YuLab-SMU / clusterProfiler

:bar_chart: A universal enrichment tool for interpreting omics data
https://yulab-smu.top/biomedical-knowledge-mining-book/
1k stars 252 forks source link

Can do kegg analysis for organisms not in KEGG supported organisms? #127

Open liuxianghui opened 6 years ago

liuxianghui commented 6 years ago

Dear GuangChuang: I have two bacteria organisms. Klebsiella pneumoniae Kp-1 (https://www.ncbi.nlm.nih.gov/nuccore/CP012883.1) and Pseudomans protegens Pf-5 (https://www.ncbi.nlm.nih.gov/nuccore/CP000076.1). Both are not supported in kegg. I want to do some kegg analysis for RNA-seq data for them. I tried to fins some annotation in eztaxon website. It contains information like KEGG ID. (could you kindly suggest other databases I can refer to download the annotations, better with GO and kegg pathway information?) The format of file looks like this (tab separated file)

CDS name Other name(s) EggNog ID Kegg ID Product Function Note Length Location
GCA_000465975.2_00001 ncd2|npd S:COG2070 K00459 Nitronate monooxygenase Flavoprotein; FMN; Monooxygenase; Oxidoreductase. Catalyzes the oxidation of alkyl nitronates to produce the corresponding carbonyl compounds and nitrites; Belongs to the nitronate monooxygenase family.; KEGG: kpu:KP1_2696 nitronate monooxygenase 1059 497..1555

I am thinking of pathway enrichment analysis for that. Since it is not supported, I can not use enrichKEGG. Can I still use universe classifier enricher to do that by providing mapping information of kegg pathway vs locusid? Of course I may need to convert the kegg_id to kegg_pathway id. Right? Please please kindly suggest,
Xianghui

Prerequisites

Describe you issue

Ask in right place

liuxianghui commented 6 years ago

Dear GuangChuang: Thank you for using the ko for analysis of organisms not existed in KEGG organisms. I works on bacteria and some are not in KEGG organisms and barely have any annotations... no GO and no KEGG... Anyway I can work it for KEGG pathway enrichment analysis. The only one limitation is when I try to plot the KEGG pathway with pathview. I am unable to put the correct fold change data on the map. I guess it is because we use K number. Multiple genes will have the same K number... Do you kindly have a solution for that?

brightbio commented 6 years ago

using enricher to perform GO analysis. see https://guangchuangyu.github.io/2015/05/use-clusterprofiler-as-an-universal-enrichment-analysis-tool.

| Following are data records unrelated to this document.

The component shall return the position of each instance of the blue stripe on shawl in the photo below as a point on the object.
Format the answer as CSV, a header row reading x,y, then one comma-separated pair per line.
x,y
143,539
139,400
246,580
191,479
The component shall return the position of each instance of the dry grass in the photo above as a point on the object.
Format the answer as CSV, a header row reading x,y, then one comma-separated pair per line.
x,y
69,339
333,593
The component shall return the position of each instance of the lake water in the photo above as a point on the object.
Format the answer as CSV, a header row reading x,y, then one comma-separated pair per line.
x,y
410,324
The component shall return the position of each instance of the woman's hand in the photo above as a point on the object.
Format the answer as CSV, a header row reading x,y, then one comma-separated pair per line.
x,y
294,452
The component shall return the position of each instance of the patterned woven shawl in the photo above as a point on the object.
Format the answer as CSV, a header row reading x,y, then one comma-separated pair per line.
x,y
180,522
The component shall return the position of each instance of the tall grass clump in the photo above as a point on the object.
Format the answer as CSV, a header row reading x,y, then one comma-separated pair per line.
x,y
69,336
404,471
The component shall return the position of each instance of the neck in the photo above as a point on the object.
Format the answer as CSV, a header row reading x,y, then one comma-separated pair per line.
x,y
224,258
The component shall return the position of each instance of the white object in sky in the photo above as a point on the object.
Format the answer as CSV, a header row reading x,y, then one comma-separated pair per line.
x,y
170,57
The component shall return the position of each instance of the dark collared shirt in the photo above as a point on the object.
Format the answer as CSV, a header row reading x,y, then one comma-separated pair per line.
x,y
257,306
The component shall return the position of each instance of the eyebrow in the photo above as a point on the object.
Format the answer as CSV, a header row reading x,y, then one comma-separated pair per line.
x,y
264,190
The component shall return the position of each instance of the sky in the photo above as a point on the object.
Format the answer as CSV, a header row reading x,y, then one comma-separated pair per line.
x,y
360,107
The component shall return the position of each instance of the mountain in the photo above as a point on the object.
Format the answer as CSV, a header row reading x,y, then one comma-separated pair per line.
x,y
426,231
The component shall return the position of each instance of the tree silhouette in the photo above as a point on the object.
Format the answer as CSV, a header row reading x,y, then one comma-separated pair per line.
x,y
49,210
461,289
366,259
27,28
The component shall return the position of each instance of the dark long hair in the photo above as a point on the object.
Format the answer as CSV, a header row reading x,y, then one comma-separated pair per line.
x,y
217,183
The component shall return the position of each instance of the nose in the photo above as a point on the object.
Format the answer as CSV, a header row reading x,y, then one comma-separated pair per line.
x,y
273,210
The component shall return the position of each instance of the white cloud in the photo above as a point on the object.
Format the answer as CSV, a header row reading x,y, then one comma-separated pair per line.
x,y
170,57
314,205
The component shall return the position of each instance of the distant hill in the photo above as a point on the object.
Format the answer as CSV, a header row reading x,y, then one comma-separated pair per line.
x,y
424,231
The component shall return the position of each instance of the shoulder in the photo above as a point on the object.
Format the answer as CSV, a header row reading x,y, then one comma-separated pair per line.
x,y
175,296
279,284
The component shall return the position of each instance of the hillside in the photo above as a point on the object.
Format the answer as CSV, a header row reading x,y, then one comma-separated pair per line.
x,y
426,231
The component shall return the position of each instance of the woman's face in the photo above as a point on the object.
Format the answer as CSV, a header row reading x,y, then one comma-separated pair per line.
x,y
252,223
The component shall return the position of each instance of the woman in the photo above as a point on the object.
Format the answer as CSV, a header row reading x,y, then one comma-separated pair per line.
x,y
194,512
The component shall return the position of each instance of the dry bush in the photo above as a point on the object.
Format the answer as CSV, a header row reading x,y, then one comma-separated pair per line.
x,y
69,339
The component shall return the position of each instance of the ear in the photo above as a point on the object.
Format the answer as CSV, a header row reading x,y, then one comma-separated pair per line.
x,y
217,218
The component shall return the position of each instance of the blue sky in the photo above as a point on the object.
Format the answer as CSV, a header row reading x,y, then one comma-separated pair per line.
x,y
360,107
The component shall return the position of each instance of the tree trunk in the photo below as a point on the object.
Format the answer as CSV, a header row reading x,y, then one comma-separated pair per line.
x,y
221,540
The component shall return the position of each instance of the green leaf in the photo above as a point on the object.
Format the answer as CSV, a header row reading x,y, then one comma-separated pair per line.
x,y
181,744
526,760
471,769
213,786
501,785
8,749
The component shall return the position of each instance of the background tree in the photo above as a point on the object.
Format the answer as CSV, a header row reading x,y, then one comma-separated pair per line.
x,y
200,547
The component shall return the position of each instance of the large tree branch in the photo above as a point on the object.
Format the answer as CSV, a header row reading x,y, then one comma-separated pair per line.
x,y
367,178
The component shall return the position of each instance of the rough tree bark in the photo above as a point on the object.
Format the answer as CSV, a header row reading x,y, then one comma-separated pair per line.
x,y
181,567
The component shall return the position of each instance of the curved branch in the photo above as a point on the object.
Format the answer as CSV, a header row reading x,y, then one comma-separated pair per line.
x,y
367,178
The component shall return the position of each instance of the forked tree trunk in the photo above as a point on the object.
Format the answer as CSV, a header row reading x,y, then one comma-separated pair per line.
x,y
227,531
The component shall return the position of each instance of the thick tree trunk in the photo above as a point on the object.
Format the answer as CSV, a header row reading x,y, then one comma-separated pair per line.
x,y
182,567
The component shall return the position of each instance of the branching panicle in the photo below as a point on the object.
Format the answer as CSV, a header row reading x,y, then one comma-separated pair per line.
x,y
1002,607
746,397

Stepmata commented 4 years ago

Dear GuangChuang: Thank you for using the ko for analysis of organisms not existed in KEGG organisms. I works on bacteria and some are not in KEGG organisms and barely have any annotations... no GO and no KEGG... Anyway I can work it for KEGG pathway enrichment analysis. The only one limitation is when I try to plot the KEGG pathway with pathview. I am unable to put the correct fold change data on the map. I guess it is because we use K number. Multiple genes will have the same K number... Do you kindly have a solution for that?

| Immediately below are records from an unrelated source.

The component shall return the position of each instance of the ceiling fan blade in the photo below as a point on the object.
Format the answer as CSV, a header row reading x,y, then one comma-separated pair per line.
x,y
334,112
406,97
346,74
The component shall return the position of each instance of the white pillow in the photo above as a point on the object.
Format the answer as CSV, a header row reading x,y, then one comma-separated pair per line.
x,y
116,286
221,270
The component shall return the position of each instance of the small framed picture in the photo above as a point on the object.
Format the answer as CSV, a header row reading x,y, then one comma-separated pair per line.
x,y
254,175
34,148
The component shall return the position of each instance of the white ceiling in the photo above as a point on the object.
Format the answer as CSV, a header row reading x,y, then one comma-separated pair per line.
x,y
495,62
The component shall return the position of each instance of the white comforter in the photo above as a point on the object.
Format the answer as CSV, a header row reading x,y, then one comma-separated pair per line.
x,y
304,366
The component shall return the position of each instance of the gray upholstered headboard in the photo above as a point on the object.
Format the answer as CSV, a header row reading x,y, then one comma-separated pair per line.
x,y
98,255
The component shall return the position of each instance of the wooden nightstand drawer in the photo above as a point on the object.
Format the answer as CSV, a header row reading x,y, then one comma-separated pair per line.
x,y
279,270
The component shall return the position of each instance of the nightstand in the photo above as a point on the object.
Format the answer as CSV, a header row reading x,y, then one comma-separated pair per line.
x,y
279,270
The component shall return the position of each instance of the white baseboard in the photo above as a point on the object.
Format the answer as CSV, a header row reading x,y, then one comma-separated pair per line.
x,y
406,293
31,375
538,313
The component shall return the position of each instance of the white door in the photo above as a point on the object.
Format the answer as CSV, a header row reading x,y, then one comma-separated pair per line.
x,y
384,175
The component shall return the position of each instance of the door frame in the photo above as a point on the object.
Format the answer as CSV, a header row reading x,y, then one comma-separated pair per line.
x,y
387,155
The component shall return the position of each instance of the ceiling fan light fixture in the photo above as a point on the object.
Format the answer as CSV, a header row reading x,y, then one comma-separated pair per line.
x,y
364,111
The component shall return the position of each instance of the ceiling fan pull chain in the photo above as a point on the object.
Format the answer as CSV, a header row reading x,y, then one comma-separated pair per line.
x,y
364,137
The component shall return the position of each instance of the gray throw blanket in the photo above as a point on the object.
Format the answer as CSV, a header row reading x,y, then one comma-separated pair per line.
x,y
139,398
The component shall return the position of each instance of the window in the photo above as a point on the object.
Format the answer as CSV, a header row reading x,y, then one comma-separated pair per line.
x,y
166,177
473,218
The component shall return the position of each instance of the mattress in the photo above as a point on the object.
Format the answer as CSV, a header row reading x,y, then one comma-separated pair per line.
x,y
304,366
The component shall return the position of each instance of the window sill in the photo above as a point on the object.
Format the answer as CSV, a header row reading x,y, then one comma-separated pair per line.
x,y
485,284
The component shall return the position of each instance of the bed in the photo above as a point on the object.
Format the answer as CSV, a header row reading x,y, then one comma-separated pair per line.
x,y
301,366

Hi! I'm trying to use clusterprofiler to make my kegg enrichment analysis from a data set of a non-model organism, and when a make the analysis with enrichKEGG( ) function a get this error message: ca_kegg <- enrichKEGG(ca_list, organism = 'ko', keyType = 'kegg', universe = BBRB_KEGG, pAdjustMethod = "BH") --> No gene can be mapped.... --> Expected input gene ID: K00895,K01810,K21622,K16370,K15779,K01218 --> return NULL...

In this case ca_list is my list of DE gene ID's and BBRB_KEGG is a dataframe of two columns with gene ID's and KEGG annotations that I get with Trinotate.

How could I solve this problem and what means that "gene can be mapped"? Thank you!